Он было и батеньку Савву Евтеича затевал взнуздать, да тот не поддался, сразу раскусил столичную птичку.

– Ты, – сказал, – мусью, Ивану Савичу голову дури, а меня, ваше благородие, не трожь: рожу растворожу, скулу на скулу помножу… Понятно ай нет?

У них сраженье в первый же день вышло, как только Чиадров заявился на Кирочную. Старик вернулся домой чуток под мухой и, узнав, что новый приказчик приехал из Питера, зашел познакомиться, взглянуть, что за человек. Чиадров отдыхал с дороги, лежал, задрав клетчатые ноги на спинку кровати, посвистывал. Старик не терпел, когда в доме свистели.

– Это еще что за свистун объявился? – сердито сказал он. – Тут, сударь, не трактир, тут святые иконы висят, а ты, дурак несообразный, свистишь!

Чиадров вскочил в гневе.

– Хам! Мужик! – закричал. – Как ты смеешь мне указывать!

– Как смею?! – загремел Савва. – А вот я сейчас тебе покажу – как!

С этими словами он сгреб Чиадрова в охапку и, как тот ни брыкался, вытащил его во двор да плюхнул в грязную лужу. После этого они прямо-таки как на ножах жили. Чиадров никак не хотел отступиться, лез на рожон. Один раз даже губернатором пригрозил. Вот тогда-то старик и сказал ему насчет рожи и прочего, и Чиадров спасовал, отступил.

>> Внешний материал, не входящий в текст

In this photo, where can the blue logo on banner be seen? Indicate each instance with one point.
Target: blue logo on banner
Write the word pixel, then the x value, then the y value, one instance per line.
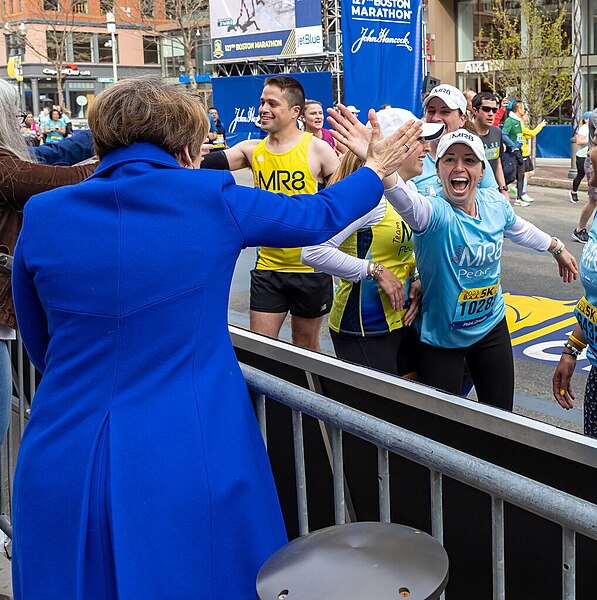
pixel 383 54
pixel 237 100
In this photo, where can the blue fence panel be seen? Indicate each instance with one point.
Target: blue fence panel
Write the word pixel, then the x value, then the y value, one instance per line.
pixel 553 141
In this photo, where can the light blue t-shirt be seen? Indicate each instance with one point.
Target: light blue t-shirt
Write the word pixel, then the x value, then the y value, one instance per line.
pixel 428 183
pixel 458 257
pixel 586 309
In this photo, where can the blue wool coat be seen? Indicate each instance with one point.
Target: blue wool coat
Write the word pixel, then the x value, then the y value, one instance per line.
pixel 142 473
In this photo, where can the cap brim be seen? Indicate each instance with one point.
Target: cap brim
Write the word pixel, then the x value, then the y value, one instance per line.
pixel 432 131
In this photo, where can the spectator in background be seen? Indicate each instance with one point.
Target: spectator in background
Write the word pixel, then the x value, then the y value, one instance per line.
pixel 22 178
pixel 513 129
pixel 485 107
pixel 220 142
pixel 312 119
pixel 43 118
pixel 499 115
pixel 212 133
pixel 529 168
pixel 55 128
pixel 582 147
pixel 30 131
pixel 580 233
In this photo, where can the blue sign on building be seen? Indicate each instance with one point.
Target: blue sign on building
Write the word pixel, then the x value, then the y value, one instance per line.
pixel 383 53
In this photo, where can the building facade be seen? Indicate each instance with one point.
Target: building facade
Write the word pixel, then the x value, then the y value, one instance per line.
pixel 454 26
pixel 43 35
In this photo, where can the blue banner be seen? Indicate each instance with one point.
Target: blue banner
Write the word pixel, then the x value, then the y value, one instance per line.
pixel 237 100
pixel 258 29
pixel 382 42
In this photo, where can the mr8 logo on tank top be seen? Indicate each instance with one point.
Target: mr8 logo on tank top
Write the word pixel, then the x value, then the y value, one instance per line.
pixel 286 173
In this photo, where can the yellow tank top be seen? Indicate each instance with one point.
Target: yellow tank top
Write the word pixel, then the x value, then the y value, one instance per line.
pixel 286 173
pixel 361 308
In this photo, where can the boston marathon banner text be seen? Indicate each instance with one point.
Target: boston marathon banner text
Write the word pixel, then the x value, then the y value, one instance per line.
pixel 237 100
pixel 251 28
pixel 382 43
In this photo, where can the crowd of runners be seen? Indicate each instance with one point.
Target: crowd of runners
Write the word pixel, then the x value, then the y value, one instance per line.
pixel 419 276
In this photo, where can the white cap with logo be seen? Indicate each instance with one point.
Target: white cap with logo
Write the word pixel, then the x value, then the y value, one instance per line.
pixel 462 136
pixel 391 119
pixel 452 96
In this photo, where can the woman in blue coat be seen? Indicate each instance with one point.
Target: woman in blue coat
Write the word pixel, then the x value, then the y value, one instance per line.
pixel 142 473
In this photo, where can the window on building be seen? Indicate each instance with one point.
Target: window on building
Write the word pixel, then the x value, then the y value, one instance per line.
pixel 148 8
pixel 82 47
pixel 104 47
pixel 151 50
pixel 81 7
pixel 171 8
pixel 56 45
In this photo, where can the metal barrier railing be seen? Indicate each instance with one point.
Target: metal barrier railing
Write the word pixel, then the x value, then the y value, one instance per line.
pixel 573 514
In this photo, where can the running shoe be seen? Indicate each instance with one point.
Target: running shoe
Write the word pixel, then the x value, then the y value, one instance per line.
pixel 580 236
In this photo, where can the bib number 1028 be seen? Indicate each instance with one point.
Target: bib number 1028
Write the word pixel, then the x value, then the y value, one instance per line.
pixel 476 307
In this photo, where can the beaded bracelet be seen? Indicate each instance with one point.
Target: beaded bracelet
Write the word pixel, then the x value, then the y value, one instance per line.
pixel 577 342
pixel 374 271
pixel 573 349
pixel 558 249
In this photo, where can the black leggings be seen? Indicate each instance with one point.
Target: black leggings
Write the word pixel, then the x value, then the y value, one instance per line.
pixel 489 361
pixel 395 352
pixel 580 173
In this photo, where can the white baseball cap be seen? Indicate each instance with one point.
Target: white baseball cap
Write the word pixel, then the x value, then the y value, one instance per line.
pixel 452 96
pixel 462 136
pixel 391 119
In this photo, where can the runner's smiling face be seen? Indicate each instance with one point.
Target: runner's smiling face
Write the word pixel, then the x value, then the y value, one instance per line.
pixel 460 171
pixel 313 116
pixel 484 116
pixel 274 110
pixel 437 111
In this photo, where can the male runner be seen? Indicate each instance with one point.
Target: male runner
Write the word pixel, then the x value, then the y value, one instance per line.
pixel 288 161
pixel 580 234
pixel 484 109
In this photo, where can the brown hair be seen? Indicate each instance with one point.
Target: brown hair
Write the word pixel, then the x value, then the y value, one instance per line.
pixel 292 89
pixel 145 109
pixel 349 163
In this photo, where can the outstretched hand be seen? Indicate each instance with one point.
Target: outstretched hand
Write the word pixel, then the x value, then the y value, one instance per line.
pixel 568 266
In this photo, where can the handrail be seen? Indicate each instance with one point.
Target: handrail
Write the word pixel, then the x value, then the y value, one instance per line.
pixel 543 500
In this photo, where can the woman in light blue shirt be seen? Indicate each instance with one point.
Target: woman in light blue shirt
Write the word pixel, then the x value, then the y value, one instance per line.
pixel 458 244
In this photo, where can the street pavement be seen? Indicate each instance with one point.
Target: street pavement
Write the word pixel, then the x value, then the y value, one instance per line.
pixel 540 305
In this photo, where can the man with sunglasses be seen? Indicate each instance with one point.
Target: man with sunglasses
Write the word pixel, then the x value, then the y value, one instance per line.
pixel 484 109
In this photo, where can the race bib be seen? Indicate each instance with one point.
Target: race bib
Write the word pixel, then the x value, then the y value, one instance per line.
pixel 219 142
pixel 474 306
pixel 586 315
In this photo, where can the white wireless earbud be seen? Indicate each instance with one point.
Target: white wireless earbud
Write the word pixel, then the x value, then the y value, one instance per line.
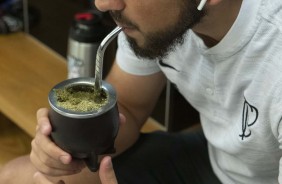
pixel 201 5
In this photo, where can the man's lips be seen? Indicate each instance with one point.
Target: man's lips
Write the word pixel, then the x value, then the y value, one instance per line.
pixel 125 27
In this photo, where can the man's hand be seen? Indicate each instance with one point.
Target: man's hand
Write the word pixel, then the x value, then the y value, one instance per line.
pixel 106 173
pixel 46 156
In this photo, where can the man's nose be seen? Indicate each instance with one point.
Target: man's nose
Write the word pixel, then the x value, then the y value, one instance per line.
pixel 109 5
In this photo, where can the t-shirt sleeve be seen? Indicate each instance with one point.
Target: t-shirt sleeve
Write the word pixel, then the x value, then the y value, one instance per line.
pixel 130 63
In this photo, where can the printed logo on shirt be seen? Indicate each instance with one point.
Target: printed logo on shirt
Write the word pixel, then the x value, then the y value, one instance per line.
pixel 249 118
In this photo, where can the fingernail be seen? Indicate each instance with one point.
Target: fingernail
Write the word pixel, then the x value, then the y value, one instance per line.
pixel 44 128
pixel 65 159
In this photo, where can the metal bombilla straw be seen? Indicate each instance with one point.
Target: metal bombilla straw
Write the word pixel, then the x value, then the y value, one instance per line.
pixel 100 57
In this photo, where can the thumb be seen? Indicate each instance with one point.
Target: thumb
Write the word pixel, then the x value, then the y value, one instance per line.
pixel 106 172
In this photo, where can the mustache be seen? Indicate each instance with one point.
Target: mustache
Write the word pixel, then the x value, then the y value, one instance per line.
pixel 118 17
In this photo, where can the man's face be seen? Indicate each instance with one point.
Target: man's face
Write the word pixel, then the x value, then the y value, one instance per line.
pixel 155 27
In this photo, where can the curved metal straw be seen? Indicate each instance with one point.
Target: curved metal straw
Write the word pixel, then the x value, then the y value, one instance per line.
pixel 100 57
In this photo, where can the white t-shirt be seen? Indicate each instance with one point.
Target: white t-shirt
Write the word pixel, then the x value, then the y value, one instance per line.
pixel 237 88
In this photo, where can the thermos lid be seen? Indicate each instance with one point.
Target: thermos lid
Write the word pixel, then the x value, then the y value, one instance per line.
pixel 87 27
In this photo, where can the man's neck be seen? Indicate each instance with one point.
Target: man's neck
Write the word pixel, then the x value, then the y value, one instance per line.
pixel 218 21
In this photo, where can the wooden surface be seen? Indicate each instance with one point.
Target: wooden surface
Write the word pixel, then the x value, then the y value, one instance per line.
pixel 14 142
pixel 28 70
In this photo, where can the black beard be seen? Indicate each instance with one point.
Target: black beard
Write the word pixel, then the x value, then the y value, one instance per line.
pixel 159 44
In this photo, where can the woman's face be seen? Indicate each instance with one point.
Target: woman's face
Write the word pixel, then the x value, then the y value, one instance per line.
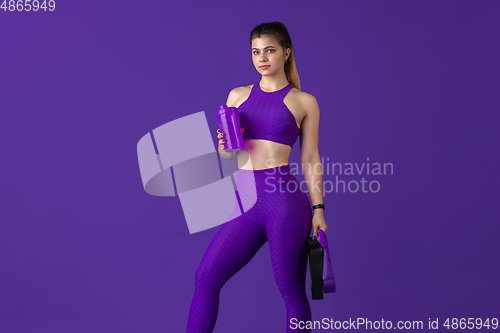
pixel 268 56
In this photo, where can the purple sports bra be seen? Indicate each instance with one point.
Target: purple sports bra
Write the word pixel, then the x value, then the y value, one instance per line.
pixel 264 116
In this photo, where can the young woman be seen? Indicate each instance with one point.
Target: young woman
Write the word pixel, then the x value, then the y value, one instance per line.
pixel 273 113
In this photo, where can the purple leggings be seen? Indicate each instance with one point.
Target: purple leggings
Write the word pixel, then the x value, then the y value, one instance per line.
pixel 281 214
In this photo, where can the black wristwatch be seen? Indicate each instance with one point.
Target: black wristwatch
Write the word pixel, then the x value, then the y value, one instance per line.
pixel 319 206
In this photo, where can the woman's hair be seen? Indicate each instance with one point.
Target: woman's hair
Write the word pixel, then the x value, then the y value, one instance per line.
pixel 277 30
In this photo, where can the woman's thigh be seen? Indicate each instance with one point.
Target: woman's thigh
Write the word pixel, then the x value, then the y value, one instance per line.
pixel 233 246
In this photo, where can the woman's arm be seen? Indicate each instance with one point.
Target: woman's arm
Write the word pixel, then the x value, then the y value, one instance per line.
pixel 310 159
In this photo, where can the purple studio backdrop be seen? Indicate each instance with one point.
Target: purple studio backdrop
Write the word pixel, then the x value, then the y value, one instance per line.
pixel 409 84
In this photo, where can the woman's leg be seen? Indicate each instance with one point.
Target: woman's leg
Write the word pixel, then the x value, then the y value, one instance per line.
pixel 288 224
pixel 236 242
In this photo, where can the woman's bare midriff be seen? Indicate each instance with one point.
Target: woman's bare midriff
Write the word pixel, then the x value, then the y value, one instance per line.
pixel 262 154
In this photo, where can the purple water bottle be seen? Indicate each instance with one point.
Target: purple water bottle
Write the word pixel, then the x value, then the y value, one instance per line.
pixel 229 124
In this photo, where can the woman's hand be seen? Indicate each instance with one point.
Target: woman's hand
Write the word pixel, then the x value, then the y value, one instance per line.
pixel 220 136
pixel 318 222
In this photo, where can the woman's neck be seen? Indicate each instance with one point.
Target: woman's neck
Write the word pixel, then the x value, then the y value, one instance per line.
pixel 273 83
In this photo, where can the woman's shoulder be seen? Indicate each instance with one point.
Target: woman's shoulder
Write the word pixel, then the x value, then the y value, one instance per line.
pixel 238 93
pixel 305 99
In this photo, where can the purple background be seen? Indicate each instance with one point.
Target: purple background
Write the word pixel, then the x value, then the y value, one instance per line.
pixel 83 248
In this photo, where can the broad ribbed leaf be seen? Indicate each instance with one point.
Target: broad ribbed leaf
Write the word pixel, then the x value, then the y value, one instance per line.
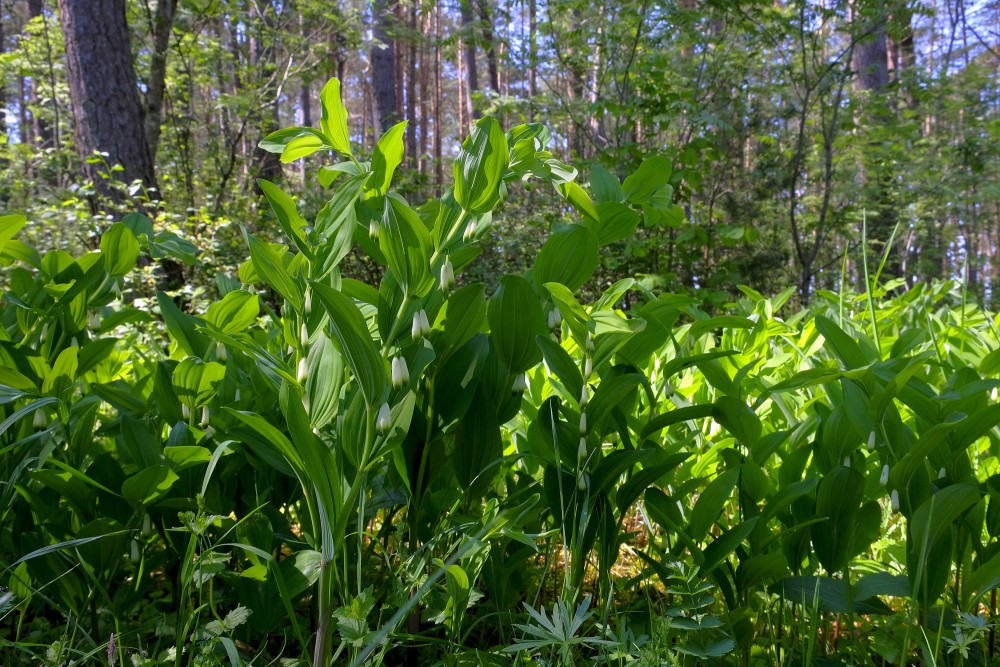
pixel 387 156
pixel 235 313
pixel 356 344
pixel 268 265
pixel 515 318
pixel 569 257
pixel 120 249
pixel 333 121
pixel 324 375
pixel 461 318
pixel 406 244
pixel 196 381
pixel 286 213
pixel 480 167
pixel 302 146
pixel 605 186
pixel 652 174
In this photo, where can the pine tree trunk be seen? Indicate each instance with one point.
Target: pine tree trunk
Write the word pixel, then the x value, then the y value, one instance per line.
pixel 383 65
pixel 163 23
pixel 102 82
pixel 471 81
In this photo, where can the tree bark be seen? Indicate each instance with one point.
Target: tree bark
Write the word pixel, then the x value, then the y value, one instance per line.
pixel 471 81
pixel 161 29
pixel 383 65
pixel 106 108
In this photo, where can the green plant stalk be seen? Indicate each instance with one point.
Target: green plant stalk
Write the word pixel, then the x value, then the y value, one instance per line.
pixel 868 285
pixel 324 636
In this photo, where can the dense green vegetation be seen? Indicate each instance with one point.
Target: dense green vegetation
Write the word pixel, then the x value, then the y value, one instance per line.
pixel 302 466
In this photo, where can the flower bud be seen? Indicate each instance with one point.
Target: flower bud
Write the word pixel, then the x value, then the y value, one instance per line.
pixel 415 327
pixel 555 318
pixel 447 275
pixel 470 231
pixel 384 419
pixel 400 373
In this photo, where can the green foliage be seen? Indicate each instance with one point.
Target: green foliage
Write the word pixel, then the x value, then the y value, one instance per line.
pixel 408 461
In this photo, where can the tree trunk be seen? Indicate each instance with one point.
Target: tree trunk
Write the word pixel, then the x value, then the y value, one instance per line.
pixel 383 65
pixel 488 37
pixel 471 81
pixel 411 93
pixel 102 82
pixel 161 29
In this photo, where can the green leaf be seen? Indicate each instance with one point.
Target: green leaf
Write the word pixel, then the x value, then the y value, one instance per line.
pixel 387 156
pixel 276 141
pixel 149 485
pixel 324 377
pixel 652 174
pixel 406 244
pixel 460 318
pixel 272 270
pixel 236 312
pixel 120 249
pixel 579 198
pixel 615 222
pixel 724 545
pixel 356 344
pixel 605 186
pixel 939 513
pixel 710 503
pixel 337 221
pixel 516 318
pixel 301 146
pixel 480 167
pixel 286 213
pixel 569 257
pixel 843 346
pixel 333 120
pixel 196 381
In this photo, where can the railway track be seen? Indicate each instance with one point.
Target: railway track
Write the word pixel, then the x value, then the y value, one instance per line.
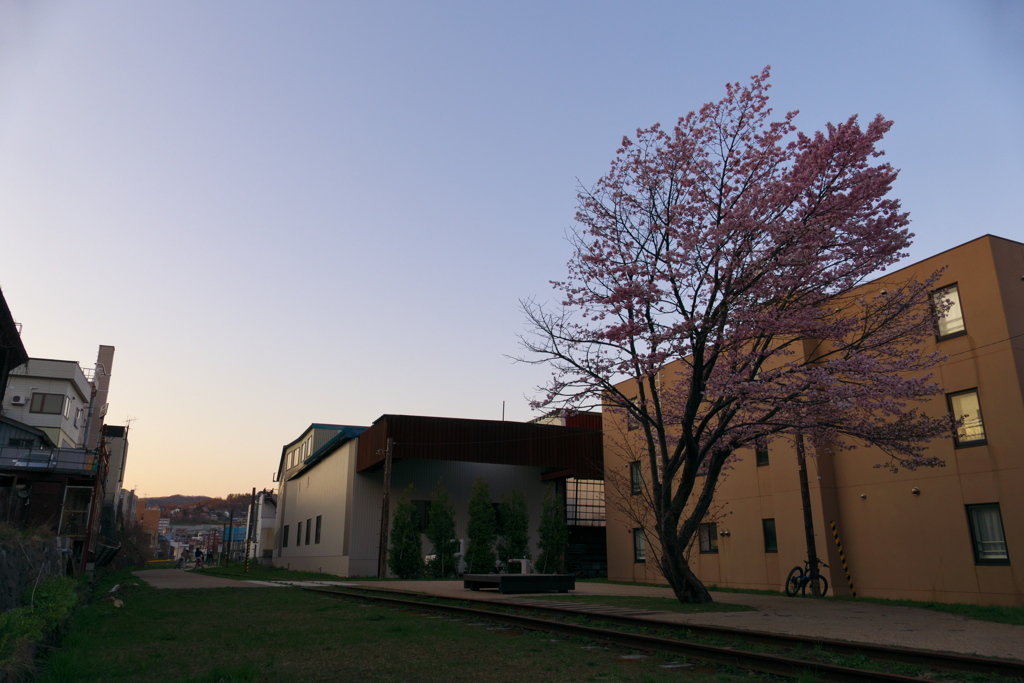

Пустой, вздорный был человек, но Иван Савич его терпел по той своей доброте к людям, которая скрывалась под его угрюмой внешностью и которая мало кем была по достоинству ценима.

Сейчас он вспомнил странную усмешку господина Сеньковского, его туманные намеки на какие-то, еще не известные Никитину качества Чиадрова, и его осенило: «милейший» – шпион.

Действительно, все было так ясно, что яснее некуда. Иван Савич припомнил подробности того вечера, когда они с Антоном Родионычем читали Искандерову статью. Свеча догорела, меркла, оплывая; Никитин порылся в комоде, в ящике стола, на книжной полке, хотел найти новую – и не нашел. Сказал: «Вот ведь досада, придется идти в чулан. Вы посидите, я мигом». И шибко, с размаху распахнув дверь, увидел в полутемной передней мелькнувшую фигурку Чиадрова. Тогда ему и в голову не пришло – зачем сюда в этот ночной час попал «милейший». Но теперь, когда и Гарденин, и граф осведомлены… теперь…

Он взглянул на Чиадрова. Тот щебетал, расшаркивался перед какой-то барынькой, закатывал свиные глазки, подбоченивался, взбивал напомаженный кок. Чувство омерзения охватило Никитина. Кое-как покончив с покупателем, Иван Савич ушел домой.

К своему удивлению, он застал родителя трезвым и смирным: одетый в новый синий сюртук, старик сидел в своем «партаменте», читал евангелие.

– Вот, брат Иван Савич, – поглядев поверх толстых, криво сидевших на мясистом носу очков, строго и печально сказал он, – суета сует тебя одолела… Нонче, лба не успев окстить, пошел мамону тешить, а что за день – про то и позабыл, запамятовал. Да-а, обидно покойнице-то, я так соображаю… оченно обидно!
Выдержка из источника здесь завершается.